Die Erste Bürgermeisterin Ilse Dölle bedankte sich herzlich bei Ehrenamtlichen, die in unterschiedlichen Bereichen des öffentlichen Lebens zu Zeiten von Corona in Eckental Menschen ihre Zeit geschenkt haben.
  • Die Erste Bürgermeisterin Ilse Dölle bedankte sich herzlich bei Ehrenamtlichen, die in unterschiedlichen Bereichen des öffentlichen Lebens zu Zeiten von Corona in Eckental Menschen ihre Zeit geschenkt haben.
  • Foto: K. Adam
  • hochgeladen von Andreas Unbehaun

Über 2.000 Euro als Anerkennung

Kürzlich überreichte die Erste Bürgermeisterin Ilse Dölle bei einem Termin im Großen Sitzungssaal Eckentaler Ehrenamtlichen quasi im Auftrag des Freistaats einen Scheck bzw. ein Geschenk zur Anerkennung ihres Engagements in Zeiten der Coronakrise. Der Freistaat Bayern unterstützt im Rahmen des Projekts "Unser Soziales Bayern: Wir helfen zusammen!" alle kreisfreien Städte und Landkreise mit jeweils 60.000 Euro bei der Koordinierung ehrenamtlichen Engagements in der Corona-Krise für Senioren, andere Risikogruppen und durch die Krise besonders benachteiligte Menschen. Zur Unterstützung der Koordination der örtlichen Hilfen gibt der Landkreis Mittel direkt an die einzelnen Landkreisgemeinden über den Einwohnerschlüssel weiter. Für den Markt Eckental ergab sich dadurch ein Betrag von 2.107 Euro, den die Bürgermeisterin an die entsprechenden Beteiligten überreichen durfte.

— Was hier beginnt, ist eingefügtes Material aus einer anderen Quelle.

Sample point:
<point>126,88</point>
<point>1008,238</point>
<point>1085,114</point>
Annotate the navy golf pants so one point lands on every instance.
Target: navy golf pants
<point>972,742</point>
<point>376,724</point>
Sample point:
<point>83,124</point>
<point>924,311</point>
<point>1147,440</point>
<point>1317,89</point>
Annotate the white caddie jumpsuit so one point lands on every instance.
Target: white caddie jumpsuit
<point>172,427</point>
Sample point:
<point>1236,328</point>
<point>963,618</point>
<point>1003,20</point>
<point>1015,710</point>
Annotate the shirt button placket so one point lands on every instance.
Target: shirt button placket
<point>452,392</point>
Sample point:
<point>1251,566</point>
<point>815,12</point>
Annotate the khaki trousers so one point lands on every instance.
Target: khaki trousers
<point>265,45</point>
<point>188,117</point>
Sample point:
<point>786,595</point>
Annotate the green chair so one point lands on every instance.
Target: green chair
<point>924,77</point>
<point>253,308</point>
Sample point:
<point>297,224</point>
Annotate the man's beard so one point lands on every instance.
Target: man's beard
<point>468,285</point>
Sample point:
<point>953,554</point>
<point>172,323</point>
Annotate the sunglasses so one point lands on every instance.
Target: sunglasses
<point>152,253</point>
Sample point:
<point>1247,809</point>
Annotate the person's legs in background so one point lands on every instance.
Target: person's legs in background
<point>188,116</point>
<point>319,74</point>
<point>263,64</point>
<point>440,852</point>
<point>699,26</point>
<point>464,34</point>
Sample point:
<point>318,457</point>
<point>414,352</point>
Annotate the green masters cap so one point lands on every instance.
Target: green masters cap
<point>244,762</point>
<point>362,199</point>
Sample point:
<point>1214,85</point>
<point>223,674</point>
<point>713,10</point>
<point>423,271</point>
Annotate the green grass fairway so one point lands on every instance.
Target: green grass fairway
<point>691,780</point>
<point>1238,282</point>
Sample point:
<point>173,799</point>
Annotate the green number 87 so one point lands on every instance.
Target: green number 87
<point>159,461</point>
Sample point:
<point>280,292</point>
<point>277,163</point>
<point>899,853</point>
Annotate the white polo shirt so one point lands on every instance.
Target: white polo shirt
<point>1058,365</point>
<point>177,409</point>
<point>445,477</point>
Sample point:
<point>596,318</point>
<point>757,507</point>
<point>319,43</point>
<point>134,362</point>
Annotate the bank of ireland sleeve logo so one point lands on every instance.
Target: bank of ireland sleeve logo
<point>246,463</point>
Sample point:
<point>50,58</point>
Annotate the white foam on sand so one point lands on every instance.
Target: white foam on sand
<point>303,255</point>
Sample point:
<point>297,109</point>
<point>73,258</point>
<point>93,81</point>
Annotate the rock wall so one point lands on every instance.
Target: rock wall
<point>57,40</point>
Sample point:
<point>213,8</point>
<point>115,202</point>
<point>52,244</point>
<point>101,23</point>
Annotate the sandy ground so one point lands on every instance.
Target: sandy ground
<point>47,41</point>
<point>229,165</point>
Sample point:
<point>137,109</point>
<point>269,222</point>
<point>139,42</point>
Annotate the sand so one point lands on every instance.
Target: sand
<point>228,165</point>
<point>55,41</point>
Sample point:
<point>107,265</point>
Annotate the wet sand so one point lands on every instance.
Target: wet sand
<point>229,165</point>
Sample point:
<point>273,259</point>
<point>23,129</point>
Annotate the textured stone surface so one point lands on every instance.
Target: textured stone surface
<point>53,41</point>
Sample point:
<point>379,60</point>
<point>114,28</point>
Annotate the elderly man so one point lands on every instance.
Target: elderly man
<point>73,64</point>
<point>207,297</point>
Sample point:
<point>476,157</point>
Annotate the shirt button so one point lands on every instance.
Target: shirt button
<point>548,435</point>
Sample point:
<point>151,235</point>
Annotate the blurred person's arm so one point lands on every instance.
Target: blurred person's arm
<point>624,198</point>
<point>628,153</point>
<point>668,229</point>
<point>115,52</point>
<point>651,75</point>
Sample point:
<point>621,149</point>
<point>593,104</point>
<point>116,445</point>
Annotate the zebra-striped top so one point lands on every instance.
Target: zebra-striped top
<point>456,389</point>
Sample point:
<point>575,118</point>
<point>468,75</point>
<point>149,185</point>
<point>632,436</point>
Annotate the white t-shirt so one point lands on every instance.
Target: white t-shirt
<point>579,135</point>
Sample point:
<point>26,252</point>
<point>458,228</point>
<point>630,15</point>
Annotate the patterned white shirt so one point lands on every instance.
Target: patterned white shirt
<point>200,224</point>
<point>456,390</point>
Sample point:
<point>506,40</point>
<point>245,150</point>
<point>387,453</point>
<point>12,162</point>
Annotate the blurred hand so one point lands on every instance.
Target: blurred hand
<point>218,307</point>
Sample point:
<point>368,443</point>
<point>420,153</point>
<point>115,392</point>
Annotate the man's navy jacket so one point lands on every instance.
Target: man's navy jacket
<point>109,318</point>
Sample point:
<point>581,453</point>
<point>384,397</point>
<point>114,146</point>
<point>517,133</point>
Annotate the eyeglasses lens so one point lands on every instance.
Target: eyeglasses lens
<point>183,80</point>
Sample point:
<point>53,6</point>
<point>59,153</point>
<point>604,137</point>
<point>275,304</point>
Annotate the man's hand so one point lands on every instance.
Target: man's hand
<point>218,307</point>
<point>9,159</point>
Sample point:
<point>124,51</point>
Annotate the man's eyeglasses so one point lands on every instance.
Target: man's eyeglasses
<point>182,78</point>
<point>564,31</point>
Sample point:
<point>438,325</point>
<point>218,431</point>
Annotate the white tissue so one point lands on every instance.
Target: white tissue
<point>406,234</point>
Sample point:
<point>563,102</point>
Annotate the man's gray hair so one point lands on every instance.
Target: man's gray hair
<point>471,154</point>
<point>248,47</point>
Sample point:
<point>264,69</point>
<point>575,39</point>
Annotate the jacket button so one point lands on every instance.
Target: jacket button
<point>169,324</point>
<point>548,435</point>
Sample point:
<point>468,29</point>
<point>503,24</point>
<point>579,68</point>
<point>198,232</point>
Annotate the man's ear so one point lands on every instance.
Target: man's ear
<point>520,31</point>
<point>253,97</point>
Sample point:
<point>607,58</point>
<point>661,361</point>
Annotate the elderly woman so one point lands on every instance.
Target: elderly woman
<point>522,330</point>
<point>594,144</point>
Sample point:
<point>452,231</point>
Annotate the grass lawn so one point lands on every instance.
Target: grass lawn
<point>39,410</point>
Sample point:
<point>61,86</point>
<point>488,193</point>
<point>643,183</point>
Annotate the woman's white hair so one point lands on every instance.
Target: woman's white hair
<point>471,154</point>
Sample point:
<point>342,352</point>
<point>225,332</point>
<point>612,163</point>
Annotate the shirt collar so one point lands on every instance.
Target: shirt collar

„Helfende Hand im wochenblatt-Land” wurde im Jugendbüro koordiniert

Ein großer Dank an dieser Stelle gelte natürlich allen Akteuren im Landkreis Erlangen-Höchstadt, die sich in kürzester Zeit selbst organisiert und Hilfen für diese Menschen in vielfältigster Hinsicht entwickelt und angeboten haben, um dem vom Coronavirus besonders gefährdeten Personenkreis Unterstützung in ihrem Zuhause zu bieten, so Dölle. In Eckental seien dies neben dem Eckentaler Jugendbüro, vertreten durch Mona Beyer, die unten stehenden Vereine und Nellie Zienert mit dem wochenblatt, die das Eckentaler Projekt unter dem Namen „Helfende Hände“ initiiert und koordiniert haben. Auch Annegret Schildknecht, die das "Helfende Ohr" initiiert hat, hat einen wertvollen Beitrag in dieser schwierigen Situation geleistet. Als Ersatz für ihre Präsenz-Vorlesestunden führt Schildknecht diese aktuell digital über den wochenklick weiter.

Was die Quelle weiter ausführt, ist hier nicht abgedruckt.